Finding Sum of Square of Digits Beginner Bug C++

Question

So, I started learning C++ recently. This code is trying to add the sum of the squares of each numbers digits. For example: 243: 2*2 + 4*4 + 3*3 = 29.

int sumOfSquareDigits(int n) //BUG WITH INPUT OF 10, 100, 1000, etc.
{
    int digits = findDigits(n);
    int number;
    int remainder;
    int *allDigits = new int[digits];
    for (int i = 0; i < digits; i++) { //assigns digits to array
        if (i + 1 == digits){ //sees if there is a ones value left
            allDigits[i] = n;
        }
        else {
            remainder = (n % findPower10(digits - (i + 1)));
            number = ((n - remainder) / findPower10(digits - (i + 1)));
            allDigits[i] = number; //records leftmost digit
            n = n - (allDigits[i] * findPower10(digits - (i + 1))); //gets rid of leftmost number and starts over
        }
    }
    int result = 0;
    for (int i = 0; i < digits; i++) { //finds sum of squared digits
        result = result + (allDigits[i] * allDigits[i]);
    }
    delete [] allDigits;
    return result;
}

int findDigits(int n) //finds out how many digits the number has
{
int digits = 0;
int test;
    do {
        digits++;
        test = findPower10(digits);
    } while (n > test);
    return digits;
}

int findPower10(int n) { //function for calculating powers of 10
    int result = 1;
    for (int i = 0; i < n; i++)
        result = result * 10;
    return result;
}

And after running the code, I've figured out that it (barely) mostly works. I've found that whenever a user inputs a value of 10, 100, 1000, etc. it always returns a value of 100. I'd like to solve this only using the iostream header.

Sorry if my code isn't too readable or organized! It would also be helpful if there are any shortcuts to my super long code, thanks!

Answer 1

The problem is in the findDigits function. For the values 10, 100, 1000 etc, it calculates the number of the digits minus one. This happens because of the comparison in the loop, you are stopping when n is less or equal to test, but in these cases n is equal test and you should run the next iteration.

So, you should change the line 33:

} while (n > test);

to:

} while (n >= test);

Now, it should work just fine. But it will not work for negative numbers (I don't know this is required, but the solution bellow works for that case too).
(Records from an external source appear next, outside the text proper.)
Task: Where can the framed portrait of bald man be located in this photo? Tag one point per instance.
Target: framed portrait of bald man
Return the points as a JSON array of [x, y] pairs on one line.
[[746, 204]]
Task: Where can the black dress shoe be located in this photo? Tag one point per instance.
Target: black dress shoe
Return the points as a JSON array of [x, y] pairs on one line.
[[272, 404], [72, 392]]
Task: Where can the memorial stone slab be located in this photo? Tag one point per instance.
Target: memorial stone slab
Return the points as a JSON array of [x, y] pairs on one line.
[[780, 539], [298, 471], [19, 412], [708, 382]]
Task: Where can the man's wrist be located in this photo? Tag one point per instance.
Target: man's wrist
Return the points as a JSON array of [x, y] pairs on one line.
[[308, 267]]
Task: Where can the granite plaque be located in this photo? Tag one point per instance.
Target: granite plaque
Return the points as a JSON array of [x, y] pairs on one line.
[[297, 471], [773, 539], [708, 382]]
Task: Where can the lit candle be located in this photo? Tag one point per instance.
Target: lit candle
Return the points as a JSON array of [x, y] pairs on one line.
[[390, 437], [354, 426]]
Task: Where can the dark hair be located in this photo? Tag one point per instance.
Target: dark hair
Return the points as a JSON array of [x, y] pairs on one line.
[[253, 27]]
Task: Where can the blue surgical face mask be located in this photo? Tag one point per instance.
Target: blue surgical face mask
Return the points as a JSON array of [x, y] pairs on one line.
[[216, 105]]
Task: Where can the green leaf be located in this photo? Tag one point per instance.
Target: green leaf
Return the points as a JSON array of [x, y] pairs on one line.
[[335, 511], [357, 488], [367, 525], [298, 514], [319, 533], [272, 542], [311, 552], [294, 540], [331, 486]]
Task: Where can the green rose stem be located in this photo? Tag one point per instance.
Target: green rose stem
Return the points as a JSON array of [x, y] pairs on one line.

I came up with a much simpler solution:

int sumOfSquareDigits(int n)
{
    // Variable to mantain the total sum of the squares 
    int sum = 0;
    // This loop will change n until it is zero
    while (n != 0) {
        /// The current digit we will calculate the square is the rightmost digit,
        //   so we just get its value using the mod operator 
        int current = n % 10;
        // Add its square to the sum 
        sum += current*current;
        // You divide n by 10, this 'removes' one digit of n 
        n = n / 10;
    }
    return sum;
}

Answer 2

I found the problem challenging managed to reduce your code to the following lines:

long long sumOfSquareDigits(long long i) {  
  long long sum(0L);
  do {
    long long r = i % 10;
    sum += (r * r);    
  } while(i /= 10);

  return sum;
}

Haven't test it thoroughly but I think it works OK.